Skepticism: Missing Details, Evaluation, and Hype
- Key functions in the article (file grouping, context extraction) are omitted, leading to accusations of “jazz hands” and hidden “secret sauce.”
- Repeated calls for:
- Actual source code, not just narratives
- Benchmarks on diverse, realistic codebases and PRs
- Metrics for correctness and significance, not just impressive anecdotes
- Several see the tone as marketing-adjacent, typical of AI-hype content.
Junior vs Senior Analogy and Anthropomorphism
- Heated debate over the claim that juniors read code linearly; some say this matches their early experience, others call it unrealistic and condescending.
- The text was edited mid-thread, prompting questions about narrative reliability.
- Many dislike anthropomorphizing AI as a “senior developer,” seeing it as misleading framing.
Real-World Use of Coding Assistants
- Some report substantial productivity gains using tools like AI IDEs and agents for:
- Boilerplate, stories, tests, localization, and documentation
- Large-scale but low-conceptual work across many files
- Others emphasize that such output still needs human review and often contains duplication or suboptimal patterns.

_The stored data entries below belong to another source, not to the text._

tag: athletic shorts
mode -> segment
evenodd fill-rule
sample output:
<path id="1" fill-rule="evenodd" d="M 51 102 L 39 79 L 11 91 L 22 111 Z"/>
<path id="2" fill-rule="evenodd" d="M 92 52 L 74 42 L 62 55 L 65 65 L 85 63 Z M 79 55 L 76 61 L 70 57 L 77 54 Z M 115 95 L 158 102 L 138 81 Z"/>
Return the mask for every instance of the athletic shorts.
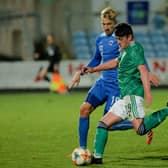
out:
<path id="1" fill-rule="evenodd" d="M 143 101 L 144 99 L 140 96 L 127 95 L 123 99 L 118 100 L 109 111 L 123 120 L 144 118 Z"/>
<path id="2" fill-rule="evenodd" d="M 117 81 L 107 83 L 102 79 L 96 83 L 88 91 L 85 102 L 90 103 L 94 108 L 106 102 L 104 114 L 109 111 L 110 107 L 119 99 L 120 91 Z"/>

Limits: Hallucinations, APIs, and Verification
- Concern that the showcased example may involve hallucinated details (e.g., fabricated PR references).
- Common frustrations:
- Invented APIs and mixed framework versions
- Plausible-sounding but wrong suggestions
- Suggestions include feeding concrete API docs, using RAG, and explicitly validating how often outputs are both correct and important.
Broader Reflections
- Disagreement over whether tech debt is mainly a coding vs management problem.
- Meta-discussion notes strong emotional reactions: some developers feel threatened or defensive; others accuse critics of Luddism.
- Several see this work as one early step toward “engineering practical thinking patterns” for LLM-based tools.